Da questo punto di vista, a nostro avviso, il capitolo sul pensiero col quale si conclude il libro è anche la messa a punto finale della lettura che Piana fa della fenomenologia. Secondo questa lettura, l'unità della fenomenologia  viene dal fatto che, all'inizio e al termine dell'iter filosofico di Husserl - da una parte, la Filosofia dell'aritmetica, dall'altra le postume Crisi delle scienze europee ed Esperienza e giudizio - si profila la tesi che Piana così traduce nel suo linguaggio: "L'autonomia del pensiero può essere difesa senza rinunciare al fondamentale problema della sua connessione con l'esperienza" (p. 183). Ma che cosa i concetti, materia prima delle formazioni del pensiero in quanto tali? Piana risponde, liberandosi ancora una volta da condizionamenti psicologistici e mentalistici: "I concetti non sono altro che i significati intesi nelle parole" (p. 177). Il che, mentre riconduce i problemi del pensiero ai problemi del linguaggio, comanda anche che si segua la strada inversa "dalla terminologia del linguaggio a quella del pensiero" e si mantenga fermo, di contro alle tendenze pan-linguistiche di certa filosofia contemporanea, il principio che "la parola non è che un veicolo che può essere considerato importante solo in rapporto ad altri problemi" (p. 178).

Nel movimento circolare che dal pensiero porta al linguaggio e dal linguaggio riporta al pensiero, si innesta la deduzione delle categorie che, nella metodologia seguita da Piana, procede, anziché dal giudizio all'esperienza (e questo è il modello trascendentale kantiano), dall'esperienza al giudizio (p. 217).
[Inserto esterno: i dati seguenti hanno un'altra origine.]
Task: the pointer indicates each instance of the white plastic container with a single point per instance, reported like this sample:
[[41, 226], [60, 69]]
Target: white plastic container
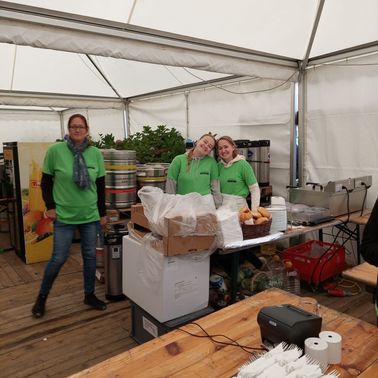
[[166, 287]]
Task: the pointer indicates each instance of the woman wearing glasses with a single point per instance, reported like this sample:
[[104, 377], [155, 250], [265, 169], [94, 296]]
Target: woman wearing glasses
[[73, 188], [196, 171]]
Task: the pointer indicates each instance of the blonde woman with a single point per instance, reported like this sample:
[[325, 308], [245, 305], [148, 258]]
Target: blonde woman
[[236, 176], [237, 180], [196, 171]]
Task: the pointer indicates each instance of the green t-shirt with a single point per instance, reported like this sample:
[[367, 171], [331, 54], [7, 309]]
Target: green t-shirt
[[236, 178], [197, 178], [73, 205]]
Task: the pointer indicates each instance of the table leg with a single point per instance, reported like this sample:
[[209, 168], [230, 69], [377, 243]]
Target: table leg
[[358, 244], [234, 275]]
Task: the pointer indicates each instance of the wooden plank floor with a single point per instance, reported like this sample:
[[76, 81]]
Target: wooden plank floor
[[71, 336]]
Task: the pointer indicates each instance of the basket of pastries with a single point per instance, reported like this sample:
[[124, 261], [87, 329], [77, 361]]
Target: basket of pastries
[[255, 223]]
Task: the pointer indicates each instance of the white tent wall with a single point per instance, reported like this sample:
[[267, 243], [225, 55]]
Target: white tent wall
[[342, 122], [169, 110], [241, 115], [341, 128], [26, 126]]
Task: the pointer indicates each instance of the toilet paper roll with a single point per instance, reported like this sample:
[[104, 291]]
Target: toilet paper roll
[[318, 350], [334, 341]]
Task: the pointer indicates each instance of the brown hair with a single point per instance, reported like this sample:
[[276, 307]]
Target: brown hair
[[78, 116], [231, 141], [190, 153]]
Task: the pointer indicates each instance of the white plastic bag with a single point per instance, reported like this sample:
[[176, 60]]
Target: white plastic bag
[[229, 230], [178, 215]]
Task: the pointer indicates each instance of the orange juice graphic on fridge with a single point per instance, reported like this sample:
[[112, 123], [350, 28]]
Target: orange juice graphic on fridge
[[38, 229]]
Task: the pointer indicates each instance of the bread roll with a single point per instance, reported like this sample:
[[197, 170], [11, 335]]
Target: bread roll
[[261, 220], [256, 214], [264, 212]]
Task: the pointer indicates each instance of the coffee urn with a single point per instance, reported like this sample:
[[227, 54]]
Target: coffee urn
[[254, 157], [113, 264], [242, 145], [264, 167]]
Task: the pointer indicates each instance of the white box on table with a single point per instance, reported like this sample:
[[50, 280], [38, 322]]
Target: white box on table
[[167, 287]]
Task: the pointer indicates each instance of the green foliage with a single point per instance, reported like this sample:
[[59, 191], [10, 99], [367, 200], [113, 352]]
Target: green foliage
[[151, 145]]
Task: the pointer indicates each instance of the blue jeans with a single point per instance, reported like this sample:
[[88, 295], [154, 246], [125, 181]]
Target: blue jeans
[[63, 235]]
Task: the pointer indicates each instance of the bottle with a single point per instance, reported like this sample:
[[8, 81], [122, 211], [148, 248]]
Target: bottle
[[99, 251], [292, 282], [36, 202]]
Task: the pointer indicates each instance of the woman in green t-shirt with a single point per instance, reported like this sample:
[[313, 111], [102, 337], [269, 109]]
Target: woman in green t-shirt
[[196, 171], [237, 180], [73, 188], [236, 176]]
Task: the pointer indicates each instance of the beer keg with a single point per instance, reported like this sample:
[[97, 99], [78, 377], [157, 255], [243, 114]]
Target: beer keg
[[152, 174], [120, 179]]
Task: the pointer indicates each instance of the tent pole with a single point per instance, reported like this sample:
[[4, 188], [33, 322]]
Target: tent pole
[[126, 119], [304, 62], [302, 100], [293, 138], [61, 118], [187, 113]]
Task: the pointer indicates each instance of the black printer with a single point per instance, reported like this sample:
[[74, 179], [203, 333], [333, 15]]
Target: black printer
[[287, 323]]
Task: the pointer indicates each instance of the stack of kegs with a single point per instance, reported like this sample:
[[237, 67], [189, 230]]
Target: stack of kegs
[[257, 153], [120, 179], [152, 174]]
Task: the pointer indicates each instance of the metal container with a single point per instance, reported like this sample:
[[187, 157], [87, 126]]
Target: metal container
[[338, 203], [113, 265], [242, 145], [264, 167], [254, 156], [120, 179], [152, 175]]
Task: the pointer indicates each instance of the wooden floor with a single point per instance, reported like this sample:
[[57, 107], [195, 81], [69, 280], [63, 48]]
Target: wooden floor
[[71, 336]]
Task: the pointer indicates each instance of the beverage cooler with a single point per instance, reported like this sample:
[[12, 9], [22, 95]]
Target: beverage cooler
[[31, 233]]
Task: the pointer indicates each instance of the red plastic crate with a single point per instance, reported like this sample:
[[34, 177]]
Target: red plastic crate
[[312, 266]]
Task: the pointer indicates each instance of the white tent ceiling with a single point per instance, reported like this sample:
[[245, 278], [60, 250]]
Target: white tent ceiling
[[46, 45]]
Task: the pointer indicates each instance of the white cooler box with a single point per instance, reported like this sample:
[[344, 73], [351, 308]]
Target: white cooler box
[[166, 287]]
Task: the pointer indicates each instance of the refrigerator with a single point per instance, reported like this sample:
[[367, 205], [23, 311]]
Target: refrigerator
[[31, 232]]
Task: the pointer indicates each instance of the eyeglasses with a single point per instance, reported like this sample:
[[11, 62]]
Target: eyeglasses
[[74, 127]]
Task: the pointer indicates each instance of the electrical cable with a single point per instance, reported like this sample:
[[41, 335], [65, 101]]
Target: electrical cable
[[233, 92], [365, 195], [232, 342], [345, 224]]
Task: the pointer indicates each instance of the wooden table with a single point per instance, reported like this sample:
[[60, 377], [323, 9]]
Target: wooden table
[[178, 354], [358, 219], [365, 273]]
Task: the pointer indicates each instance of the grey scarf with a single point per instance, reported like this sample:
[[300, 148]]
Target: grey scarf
[[80, 171]]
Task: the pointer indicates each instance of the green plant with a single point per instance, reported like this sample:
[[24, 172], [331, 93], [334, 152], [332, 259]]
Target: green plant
[[151, 145]]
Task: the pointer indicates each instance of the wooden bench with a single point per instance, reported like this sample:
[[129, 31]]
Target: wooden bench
[[364, 273]]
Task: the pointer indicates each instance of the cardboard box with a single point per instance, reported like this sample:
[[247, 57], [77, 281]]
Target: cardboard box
[[138, 217], [206, 224], [166, 287], [145, 327], [176, 245]]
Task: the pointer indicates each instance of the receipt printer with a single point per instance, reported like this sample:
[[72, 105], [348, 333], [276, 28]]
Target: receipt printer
[[287, 323]]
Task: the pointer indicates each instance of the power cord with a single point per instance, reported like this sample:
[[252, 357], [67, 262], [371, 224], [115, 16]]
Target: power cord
[[232, 342], [365, 194]]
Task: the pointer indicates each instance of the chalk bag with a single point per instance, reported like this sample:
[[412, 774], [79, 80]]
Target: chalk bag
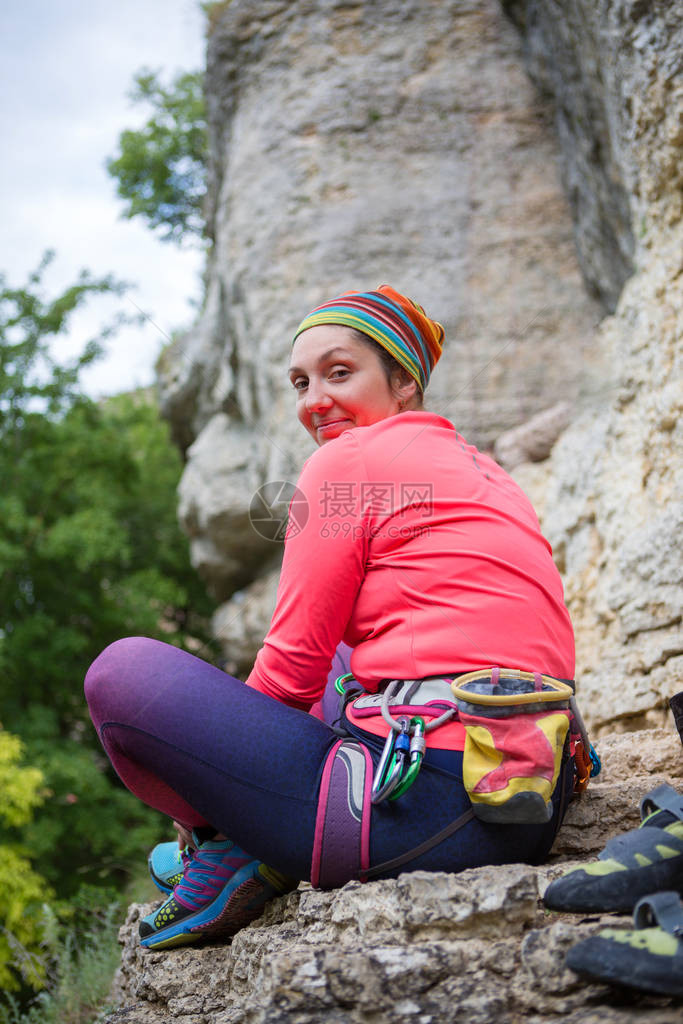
[[516, 724]]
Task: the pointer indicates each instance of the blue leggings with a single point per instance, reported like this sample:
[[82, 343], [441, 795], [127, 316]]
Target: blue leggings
[[204, 748]]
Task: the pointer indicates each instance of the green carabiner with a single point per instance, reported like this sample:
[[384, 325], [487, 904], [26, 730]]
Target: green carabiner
[[417, 756], [339, 682]]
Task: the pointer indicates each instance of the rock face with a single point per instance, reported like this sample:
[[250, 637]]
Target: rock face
[[354, 143], [611, 502], [426, 947]]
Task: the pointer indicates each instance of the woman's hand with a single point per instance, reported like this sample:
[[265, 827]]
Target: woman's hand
[[184, 837]]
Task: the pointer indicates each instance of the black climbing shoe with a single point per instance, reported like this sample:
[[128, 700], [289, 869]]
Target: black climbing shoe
[[641, 861], [649, 958]]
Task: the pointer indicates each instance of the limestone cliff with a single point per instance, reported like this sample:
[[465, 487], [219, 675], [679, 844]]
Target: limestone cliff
[[427, 948], [354, 143], [612, 492]]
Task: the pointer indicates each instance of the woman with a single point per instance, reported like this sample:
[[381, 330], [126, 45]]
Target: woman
[[423, 556]]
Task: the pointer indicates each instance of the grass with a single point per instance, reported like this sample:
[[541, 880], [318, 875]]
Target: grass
[[82, 961]]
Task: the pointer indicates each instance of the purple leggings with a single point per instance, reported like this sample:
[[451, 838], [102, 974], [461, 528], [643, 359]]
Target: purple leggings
[[203, 748]]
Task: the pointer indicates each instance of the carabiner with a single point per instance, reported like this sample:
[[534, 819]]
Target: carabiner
[[340, 683], [418, 747], [391, 764]]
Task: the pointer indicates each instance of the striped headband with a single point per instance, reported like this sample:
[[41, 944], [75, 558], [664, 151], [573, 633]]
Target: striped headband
[[394, 322]]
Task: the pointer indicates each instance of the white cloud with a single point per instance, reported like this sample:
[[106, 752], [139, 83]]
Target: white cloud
[[66, 70]]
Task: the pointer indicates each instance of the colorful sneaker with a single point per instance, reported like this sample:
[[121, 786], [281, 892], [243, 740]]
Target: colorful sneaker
[[649, 958], [221, 890], [167, 863]]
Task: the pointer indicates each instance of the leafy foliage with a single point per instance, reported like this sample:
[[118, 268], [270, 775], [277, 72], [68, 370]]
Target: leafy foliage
[[161, 168], [90, 551]]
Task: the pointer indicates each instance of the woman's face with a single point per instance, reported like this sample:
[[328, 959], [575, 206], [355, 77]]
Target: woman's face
[[340, 383]]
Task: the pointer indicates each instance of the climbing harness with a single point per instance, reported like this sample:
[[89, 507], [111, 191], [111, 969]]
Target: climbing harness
[[404, 748], [517, 729], [517, 725]]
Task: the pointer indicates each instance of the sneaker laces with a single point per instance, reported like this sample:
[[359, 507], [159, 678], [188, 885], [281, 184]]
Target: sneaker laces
[[212, 865]]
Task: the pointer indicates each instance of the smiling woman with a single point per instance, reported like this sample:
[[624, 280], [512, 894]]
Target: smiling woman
[[423, 560]]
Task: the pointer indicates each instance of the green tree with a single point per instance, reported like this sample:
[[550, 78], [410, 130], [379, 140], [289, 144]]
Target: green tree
[[161, 167], [90, 551], [23, 891]]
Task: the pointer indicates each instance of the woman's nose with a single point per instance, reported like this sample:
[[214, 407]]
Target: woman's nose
[[316, 396]]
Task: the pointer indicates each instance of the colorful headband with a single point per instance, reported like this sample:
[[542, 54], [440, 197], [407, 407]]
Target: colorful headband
[[394, 322]]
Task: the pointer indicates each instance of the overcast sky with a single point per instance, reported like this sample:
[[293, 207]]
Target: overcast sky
[[66, 69]]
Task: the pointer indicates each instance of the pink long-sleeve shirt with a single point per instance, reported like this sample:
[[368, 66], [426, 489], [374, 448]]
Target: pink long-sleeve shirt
[[423, 555]]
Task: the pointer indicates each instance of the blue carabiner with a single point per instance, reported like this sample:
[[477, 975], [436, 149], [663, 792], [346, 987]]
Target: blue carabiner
[[392, 762]]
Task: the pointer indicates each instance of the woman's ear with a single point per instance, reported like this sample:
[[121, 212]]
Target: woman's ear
[[404, 388]]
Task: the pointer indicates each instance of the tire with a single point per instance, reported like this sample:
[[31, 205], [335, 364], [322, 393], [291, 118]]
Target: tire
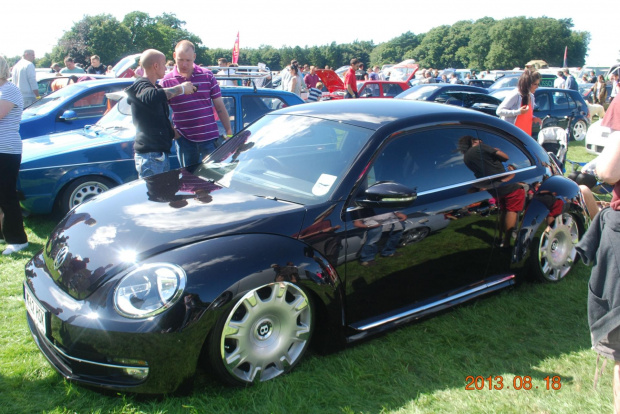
[[578, 131], [414, 235], [554, 252], [264, 335], [82, 189]]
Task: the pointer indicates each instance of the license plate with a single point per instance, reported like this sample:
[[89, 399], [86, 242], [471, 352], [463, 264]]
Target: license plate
[[36, 311]]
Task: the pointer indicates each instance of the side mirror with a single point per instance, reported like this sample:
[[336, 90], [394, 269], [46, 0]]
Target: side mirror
[[68, 115], [387, 194]]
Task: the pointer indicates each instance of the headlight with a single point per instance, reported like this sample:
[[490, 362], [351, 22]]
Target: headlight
[[149, 290]]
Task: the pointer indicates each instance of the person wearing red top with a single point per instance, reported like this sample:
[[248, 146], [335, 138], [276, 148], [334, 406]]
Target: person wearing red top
[[350, 82]]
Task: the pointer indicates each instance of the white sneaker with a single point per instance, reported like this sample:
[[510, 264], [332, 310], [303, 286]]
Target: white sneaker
[[12, 248]]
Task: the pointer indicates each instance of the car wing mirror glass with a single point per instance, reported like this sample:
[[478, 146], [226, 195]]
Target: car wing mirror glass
[[68, 115], [387, 194]]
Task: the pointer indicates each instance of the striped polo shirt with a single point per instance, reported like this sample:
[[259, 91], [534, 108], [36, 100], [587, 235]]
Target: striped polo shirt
[[10, 140], [193, 114]]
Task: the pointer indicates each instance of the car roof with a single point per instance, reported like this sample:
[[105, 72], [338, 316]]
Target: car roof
[[376, 113]]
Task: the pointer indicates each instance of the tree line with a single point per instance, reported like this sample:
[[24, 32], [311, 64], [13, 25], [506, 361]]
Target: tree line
[[482, 44]]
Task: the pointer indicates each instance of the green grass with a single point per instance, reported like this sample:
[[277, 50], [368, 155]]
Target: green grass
[[533, 330]]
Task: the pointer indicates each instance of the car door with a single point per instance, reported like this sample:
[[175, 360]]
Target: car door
[[85, 109], [444, 238]]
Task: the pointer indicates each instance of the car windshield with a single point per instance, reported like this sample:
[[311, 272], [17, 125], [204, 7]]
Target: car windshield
[[418, 92], [501, 94], [117, 121], [294, 158], [400, 73], [51, 101], [505, 82]]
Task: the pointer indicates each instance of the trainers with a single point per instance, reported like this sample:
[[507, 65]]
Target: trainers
[[12, 248]]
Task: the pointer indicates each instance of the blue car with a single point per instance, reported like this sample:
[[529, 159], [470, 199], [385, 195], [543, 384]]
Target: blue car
[[60, 171], [71, 107]]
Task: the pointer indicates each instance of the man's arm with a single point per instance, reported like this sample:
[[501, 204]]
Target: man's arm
[[218, 103], [32, 79], [186, 88]]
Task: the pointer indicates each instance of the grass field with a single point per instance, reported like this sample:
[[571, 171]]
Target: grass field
[[521, 337]]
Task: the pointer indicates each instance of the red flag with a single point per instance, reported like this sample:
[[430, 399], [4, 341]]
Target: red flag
[[565, 65], [236, 50]]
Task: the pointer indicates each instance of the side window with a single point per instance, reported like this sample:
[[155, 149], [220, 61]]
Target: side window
[[254, 107], [424, 160], [516, 158], [571, 102], [370, 91], [229, 103], [560, 101], [391, 89], [542, 102]]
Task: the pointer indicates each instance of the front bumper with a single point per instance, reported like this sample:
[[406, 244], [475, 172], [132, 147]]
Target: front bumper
[[88, 342]]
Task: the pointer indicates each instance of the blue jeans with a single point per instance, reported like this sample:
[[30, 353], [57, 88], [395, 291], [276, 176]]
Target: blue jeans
[[190, 152], [369, 250], [151, 163]]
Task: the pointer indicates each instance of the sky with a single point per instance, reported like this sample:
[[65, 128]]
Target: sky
[[306, 23]]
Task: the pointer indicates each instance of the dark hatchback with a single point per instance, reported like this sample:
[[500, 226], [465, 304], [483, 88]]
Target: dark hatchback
[[328, 222], [557, 107]]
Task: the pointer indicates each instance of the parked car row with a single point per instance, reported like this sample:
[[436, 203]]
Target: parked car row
[[60, 171]]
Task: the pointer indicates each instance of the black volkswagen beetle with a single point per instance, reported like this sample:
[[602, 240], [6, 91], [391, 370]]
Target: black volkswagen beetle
[[324, 222]]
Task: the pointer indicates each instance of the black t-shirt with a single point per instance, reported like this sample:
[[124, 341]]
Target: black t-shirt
[[483, 160], [99, 70], [150, 114]]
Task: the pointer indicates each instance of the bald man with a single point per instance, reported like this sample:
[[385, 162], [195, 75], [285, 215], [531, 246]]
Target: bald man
[[194, 117], [151, 114]]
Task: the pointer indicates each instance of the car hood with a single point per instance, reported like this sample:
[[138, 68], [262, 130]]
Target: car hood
[[45, 146], [144, 218], [471, 98], [330, 79]]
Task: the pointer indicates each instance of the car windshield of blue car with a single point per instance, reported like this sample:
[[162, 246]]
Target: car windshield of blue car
[[116, 120], [419, 92], [51, 102], [293, 158]]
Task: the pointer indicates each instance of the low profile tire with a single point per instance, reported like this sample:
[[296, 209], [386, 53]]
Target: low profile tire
[[555, 251], [579, 130], [263, 336], [81, 190]]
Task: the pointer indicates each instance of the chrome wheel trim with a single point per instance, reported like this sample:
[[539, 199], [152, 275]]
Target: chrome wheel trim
[[266, 332], [415, 235], [579, 130], [557, 252], [86, 191]]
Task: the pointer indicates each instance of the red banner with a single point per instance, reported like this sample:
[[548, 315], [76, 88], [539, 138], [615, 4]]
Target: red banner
[[236, 50]]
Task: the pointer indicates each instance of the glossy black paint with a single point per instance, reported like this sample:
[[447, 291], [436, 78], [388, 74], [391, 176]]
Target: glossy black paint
[[229, 243]]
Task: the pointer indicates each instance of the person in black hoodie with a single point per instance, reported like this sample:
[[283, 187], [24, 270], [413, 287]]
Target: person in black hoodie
[[151, 114]]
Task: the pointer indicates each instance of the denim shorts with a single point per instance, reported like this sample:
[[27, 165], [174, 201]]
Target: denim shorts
[[151, 163]]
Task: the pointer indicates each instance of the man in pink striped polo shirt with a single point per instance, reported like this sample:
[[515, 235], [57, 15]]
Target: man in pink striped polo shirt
[[193, 115]]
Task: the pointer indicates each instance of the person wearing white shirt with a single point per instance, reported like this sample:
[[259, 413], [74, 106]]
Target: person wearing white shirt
[[25, 79]]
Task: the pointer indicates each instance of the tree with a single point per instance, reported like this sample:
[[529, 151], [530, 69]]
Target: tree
[[102, 35]]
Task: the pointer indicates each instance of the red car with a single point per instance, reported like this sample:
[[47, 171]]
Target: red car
[[366, 89]]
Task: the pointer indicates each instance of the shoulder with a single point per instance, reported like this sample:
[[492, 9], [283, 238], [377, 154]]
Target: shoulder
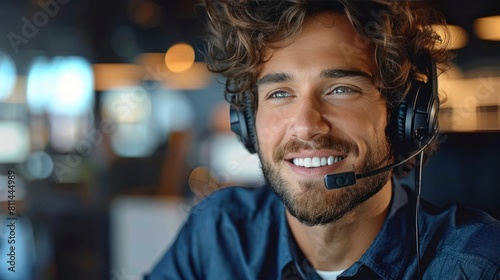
[[464, 239]]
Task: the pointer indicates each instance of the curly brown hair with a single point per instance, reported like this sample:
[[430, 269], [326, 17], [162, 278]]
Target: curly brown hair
[[239, 32]]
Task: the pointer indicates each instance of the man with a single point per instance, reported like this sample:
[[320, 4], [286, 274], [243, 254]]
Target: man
[[319, 81]]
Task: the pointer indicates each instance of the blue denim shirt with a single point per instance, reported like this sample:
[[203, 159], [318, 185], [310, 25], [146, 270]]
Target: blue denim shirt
[[242, 233]]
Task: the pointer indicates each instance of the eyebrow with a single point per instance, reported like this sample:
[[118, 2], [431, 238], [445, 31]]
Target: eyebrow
[[325, 74]]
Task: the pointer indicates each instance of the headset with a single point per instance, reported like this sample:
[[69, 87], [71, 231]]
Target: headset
[[413, 125], [414, 119]]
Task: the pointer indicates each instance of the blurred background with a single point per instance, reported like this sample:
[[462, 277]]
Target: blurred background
[[111, 128]]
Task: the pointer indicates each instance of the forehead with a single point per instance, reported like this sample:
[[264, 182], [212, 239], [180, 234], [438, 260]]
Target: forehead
[[327, 40]]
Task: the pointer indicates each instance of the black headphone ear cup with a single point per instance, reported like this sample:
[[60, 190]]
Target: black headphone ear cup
[[415, 118], [242, 124], [399, 121]]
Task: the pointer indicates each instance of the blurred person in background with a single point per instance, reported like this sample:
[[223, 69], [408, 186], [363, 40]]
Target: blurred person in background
[[324, 87]]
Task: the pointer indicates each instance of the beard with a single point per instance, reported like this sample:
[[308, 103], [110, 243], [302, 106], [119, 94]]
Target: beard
[[314, 204]]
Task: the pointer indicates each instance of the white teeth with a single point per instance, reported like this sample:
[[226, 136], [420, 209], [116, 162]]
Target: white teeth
[[316, 161], [330, 160]]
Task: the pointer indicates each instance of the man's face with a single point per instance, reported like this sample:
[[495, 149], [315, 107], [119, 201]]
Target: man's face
[[319, 112]]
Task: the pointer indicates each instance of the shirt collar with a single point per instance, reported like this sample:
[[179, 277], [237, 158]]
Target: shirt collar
[[393, 250], [390, 254]]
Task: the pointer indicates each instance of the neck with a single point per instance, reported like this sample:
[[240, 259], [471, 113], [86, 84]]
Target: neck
[[338, 245]]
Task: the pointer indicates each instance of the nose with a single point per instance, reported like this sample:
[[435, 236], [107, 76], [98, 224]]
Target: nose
[[308, 119]]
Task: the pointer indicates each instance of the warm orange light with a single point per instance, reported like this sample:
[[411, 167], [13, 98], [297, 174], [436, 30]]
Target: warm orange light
[[453, 36], [179, 57], [488, 28]]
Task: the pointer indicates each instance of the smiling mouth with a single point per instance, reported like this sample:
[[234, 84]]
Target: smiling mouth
[[316, 161]]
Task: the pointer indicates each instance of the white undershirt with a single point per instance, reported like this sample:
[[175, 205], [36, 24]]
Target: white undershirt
[[329, 275]]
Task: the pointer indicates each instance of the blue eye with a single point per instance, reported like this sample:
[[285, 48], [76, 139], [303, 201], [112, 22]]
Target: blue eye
[[343, 90], [279, 94]]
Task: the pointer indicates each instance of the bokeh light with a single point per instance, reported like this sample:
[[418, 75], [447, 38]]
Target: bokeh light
[[179, 57]]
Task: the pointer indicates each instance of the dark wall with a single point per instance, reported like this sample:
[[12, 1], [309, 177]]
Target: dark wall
[[464, 170]]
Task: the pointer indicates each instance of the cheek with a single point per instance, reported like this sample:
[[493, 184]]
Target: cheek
[[270, 127]]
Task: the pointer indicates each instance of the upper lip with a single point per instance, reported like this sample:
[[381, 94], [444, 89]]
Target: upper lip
[[315, 153]]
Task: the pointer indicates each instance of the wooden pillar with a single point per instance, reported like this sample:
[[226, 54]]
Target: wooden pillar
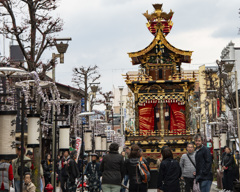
[[36, 170]]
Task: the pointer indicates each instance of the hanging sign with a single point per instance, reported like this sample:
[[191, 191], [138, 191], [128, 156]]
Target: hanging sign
[[78, 147]]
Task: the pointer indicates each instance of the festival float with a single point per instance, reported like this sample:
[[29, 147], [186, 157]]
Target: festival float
[[162, 93]]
La inversione del cammino è possibile perché, a differenza di quanto è stabilito nella tradizione trascendentale di più stretta obbedienza kantiana, Piana ritiene che l'intelletto non è già costituito quale quale "complesso di dispositivi predisposti da proiettare sull'esperienza", bensì "ha le sue radici nell'esperienza stessa in quanto essa si auto-organizza nelle forme di correlazione mecessaria tra i dati della sensibilità e la soggettività concreta che li riceve" (p. 217).

A questo punto, una volta chiarite fino in fondo le ragioni delle "strutture antepredicative" (p. 206), sarebbe interessante riaprire e riproporre i problemi della soggettività, che sono centrali nella fenomenologia (e di ogni altra posizione, che alla fenomenologia si riconduca o la fenomenologia ritenga un'avventura ideale non ancora esaurita). Questi problemi oggi si tenta, da qualche parte, di cancellare o di emarginare in nome della morte, che sarebbe stata decretata, del soggetto. Piana, con riferimento ad alcuni luoghi di Esperienza e giudizio, vi accenna proprio nell'ultimo capoverso del libro e parla, al riguardo, di un'inclinazione ideologica associata alla chiarificazione teoretica (cfr. p. 230). Non è nulla più che un accenno. Ma inclinazione ideologica e chiarificazione teoretica rimandano qui, per caso, a opposti giudizi di valore?